Shankarankalina · 09/09/2017 00:30

Its amazing how cheating partners have a problem with 'us' moving on, when they bloody well 'moved on' while still married to us.

I love to channel my inner Sybil Fawlty with an inward 'I know! I know!!' when hearing the wailing and gnashing of teeth at my apparently flagrant and colourful moving-on-ness. oh if only life were that exciting

SabineUndine · 09/09/2017 00:39

He's very sorry for himself. He never gave a flying fuck about you.

SandyY2K · 09/09/2017 00:40

He's crying but he had you and it wasn't enough for him. Bloody nonsense.

Tell him straight....he cheated and broke his vows over and over. You're done and just want to coparent. Simple.

Enough of his silly manipulative behaviour.
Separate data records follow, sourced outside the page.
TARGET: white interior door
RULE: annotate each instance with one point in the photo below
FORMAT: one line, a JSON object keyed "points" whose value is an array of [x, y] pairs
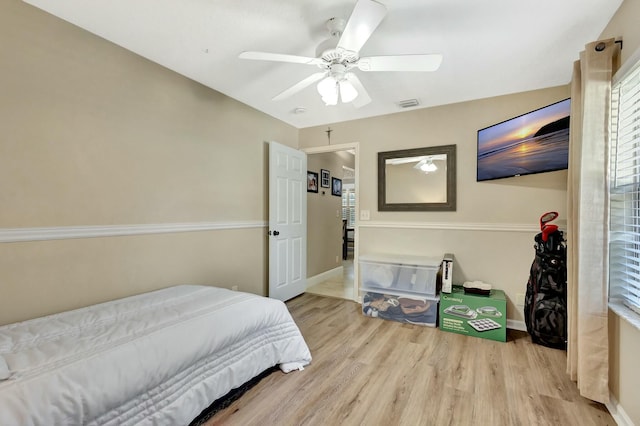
{"points": [[287, 222]]}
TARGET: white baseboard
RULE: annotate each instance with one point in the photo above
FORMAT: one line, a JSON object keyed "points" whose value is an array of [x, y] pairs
{"points": [[324, 276], [617, 412], [516, 325]]}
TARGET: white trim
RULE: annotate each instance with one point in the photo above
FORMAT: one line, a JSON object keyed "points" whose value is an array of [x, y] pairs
{"points": [[456, 226], [516, 325], [12, 235], [325, 276], [617, 412]]}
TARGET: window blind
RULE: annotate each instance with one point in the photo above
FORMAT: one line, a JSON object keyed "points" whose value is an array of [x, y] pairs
{"points": [[624, 194]]}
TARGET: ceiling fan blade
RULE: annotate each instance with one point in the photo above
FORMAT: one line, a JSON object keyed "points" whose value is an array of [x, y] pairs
{"points": [[365, 18], [299, 86], [278, 57], [363, 97], [401, 63]]}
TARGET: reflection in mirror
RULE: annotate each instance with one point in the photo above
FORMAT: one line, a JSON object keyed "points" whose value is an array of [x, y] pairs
{"points": [[420, 179]]}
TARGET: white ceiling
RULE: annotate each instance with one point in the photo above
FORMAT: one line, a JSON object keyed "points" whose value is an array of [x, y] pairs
{"points": [[490, 47]]}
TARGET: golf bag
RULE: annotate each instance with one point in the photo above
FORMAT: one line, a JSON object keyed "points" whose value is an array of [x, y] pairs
{"points": [[545, 307]]}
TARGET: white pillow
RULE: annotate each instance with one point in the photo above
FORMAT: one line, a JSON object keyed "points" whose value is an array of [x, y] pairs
{"points": [[4, 369]]}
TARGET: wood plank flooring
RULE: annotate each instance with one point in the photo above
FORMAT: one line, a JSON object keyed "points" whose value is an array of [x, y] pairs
{"points": [[376, 372]]}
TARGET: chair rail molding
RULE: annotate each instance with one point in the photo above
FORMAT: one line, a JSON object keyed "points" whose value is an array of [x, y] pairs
{"points": [[454, 226], [13, 235]]}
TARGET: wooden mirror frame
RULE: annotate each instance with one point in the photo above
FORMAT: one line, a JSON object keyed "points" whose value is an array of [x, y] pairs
{"points": [[449, 205]]}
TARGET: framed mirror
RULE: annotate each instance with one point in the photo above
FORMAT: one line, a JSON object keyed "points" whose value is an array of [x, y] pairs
{"points": [[419, 179]]}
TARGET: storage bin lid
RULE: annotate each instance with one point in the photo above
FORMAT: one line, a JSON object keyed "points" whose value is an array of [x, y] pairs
{"points": [[401, 259]]}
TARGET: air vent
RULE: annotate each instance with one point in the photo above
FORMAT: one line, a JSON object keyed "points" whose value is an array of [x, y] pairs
{"points": [[408, 103]]}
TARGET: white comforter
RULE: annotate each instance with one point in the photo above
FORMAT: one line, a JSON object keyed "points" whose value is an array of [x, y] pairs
{"points": [[159, 358]]}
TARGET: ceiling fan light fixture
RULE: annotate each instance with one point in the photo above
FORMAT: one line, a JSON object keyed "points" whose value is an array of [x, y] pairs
{"points": [[328, 89], [426, 165], [347, 92]]}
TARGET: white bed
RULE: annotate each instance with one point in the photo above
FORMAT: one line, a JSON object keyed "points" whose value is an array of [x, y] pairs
{"points": [[158, 358]]}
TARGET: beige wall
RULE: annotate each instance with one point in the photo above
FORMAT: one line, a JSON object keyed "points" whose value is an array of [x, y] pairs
{"points": [[324, 215], [624, 339], [95, 135], [500, 256]]}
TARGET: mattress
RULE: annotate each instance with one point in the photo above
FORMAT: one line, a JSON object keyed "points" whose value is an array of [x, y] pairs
{"points": [[158, 358]]}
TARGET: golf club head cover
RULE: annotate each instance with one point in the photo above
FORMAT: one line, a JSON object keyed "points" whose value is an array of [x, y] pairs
{"points": [[547, 230]]}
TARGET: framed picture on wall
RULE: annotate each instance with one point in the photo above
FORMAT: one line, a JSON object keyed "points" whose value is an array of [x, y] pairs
{"points": [[336, 187], [312, 181], [324, 178]]}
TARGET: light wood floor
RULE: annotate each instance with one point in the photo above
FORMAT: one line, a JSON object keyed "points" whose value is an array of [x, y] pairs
{"points": [[376, 372]]}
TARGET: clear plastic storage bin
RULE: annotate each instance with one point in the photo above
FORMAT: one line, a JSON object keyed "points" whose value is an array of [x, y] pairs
{"points": [[405, 274]]}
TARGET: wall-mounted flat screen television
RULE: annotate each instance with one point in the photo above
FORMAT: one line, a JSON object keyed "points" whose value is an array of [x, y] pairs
{"points": [[535, 142]]}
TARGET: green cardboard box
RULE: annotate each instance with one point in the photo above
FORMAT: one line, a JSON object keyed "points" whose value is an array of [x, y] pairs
{"points": [[474, 315]]}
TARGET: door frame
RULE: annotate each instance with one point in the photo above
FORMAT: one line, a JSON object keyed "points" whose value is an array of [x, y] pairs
{"points": [[355, 146]]}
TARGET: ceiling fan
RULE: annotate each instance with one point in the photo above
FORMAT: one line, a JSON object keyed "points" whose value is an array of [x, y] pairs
{"points": [[339, 55]]}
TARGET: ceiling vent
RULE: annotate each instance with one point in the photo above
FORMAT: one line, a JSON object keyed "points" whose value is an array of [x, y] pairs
{"points": [[408, 103]]}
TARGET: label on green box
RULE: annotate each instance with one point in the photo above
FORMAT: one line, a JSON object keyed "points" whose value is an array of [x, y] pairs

PyongyangKipperbang · 09/09/2017 04:23

I love to channel my inner Sybil Fawlty with an inward 'I know! I know!!' when hearing the wailing and gnashing of teeth at my apparently flagrant and colourful moving-on-ness

:o

Berthatydfil · 09/09/2017 06:51

Are you living in the former marital home? Does he still have any rights to it (joint owner/tenant)?
It might be difficult keeping him out of your home if he still has any rights over it- so you need to crack on with your divorce and sort out the house. Then change the locks and don't let him in again - he needs to sort out a home for himself where he can have the children for his contact.

Maybe consider moving to a house with no joint history or if that's difficult try to redecorate or change /rearrange the furniture.
Make it clear it's your space and he's a visitor and a guest and he has no right to be invited in and when if he is invited he needs to respect you.

heather19771210 · 09/09/2017 09:18

Thanks, tmyeah the house is in both names (joint mortgage) though I pay all the bills now.
The mortgage is low and I've been advised not to move unless forced as there really is no equity to be shared right now.
Legally I have to allow him in which is difficult.

OP posts:
Charley50 · 09/09/2017 10:23

Why is he seeing the kids in your home? He needs to see them elsewhere. Do they see him crying and whining at you?
Only reply to messages about the kids and nothing else.

Gemini69 · 09/09/2017 11:06

see a Lawyer to have his name removed ... FAST

heather19771210 · 09/09/2017 11:33

He's seeing kids at the house as he is living with an aunt and they don't want to go there.
Solicitor said to try to keep it civil and as the house is jointly owned I have to allow him access

OP posts:
Gemini69 · 09/09/2017 14:27

in that case... I'd say .... you clearly want him back OP....

you're doing nothing to end this situation.. any Lawyer worth his salt would be helping you get him name removed from the Deeds..... but that isn't what you want.. or is it ? Your Ex is not keeping it 'civil' he is emotionally blackmailing you at every turn...

get another Lawyer who will end this Farcical situation....

SalamiSandwich · 09/09/2017 15:21

He is only feeling sorry for himself now you've moved on.

Well tough shit. You've made him miserable? Seriously?? Is that a joke? He bought all this on himself!

It's time you stood up to his manipulative pathetic behaviour OP.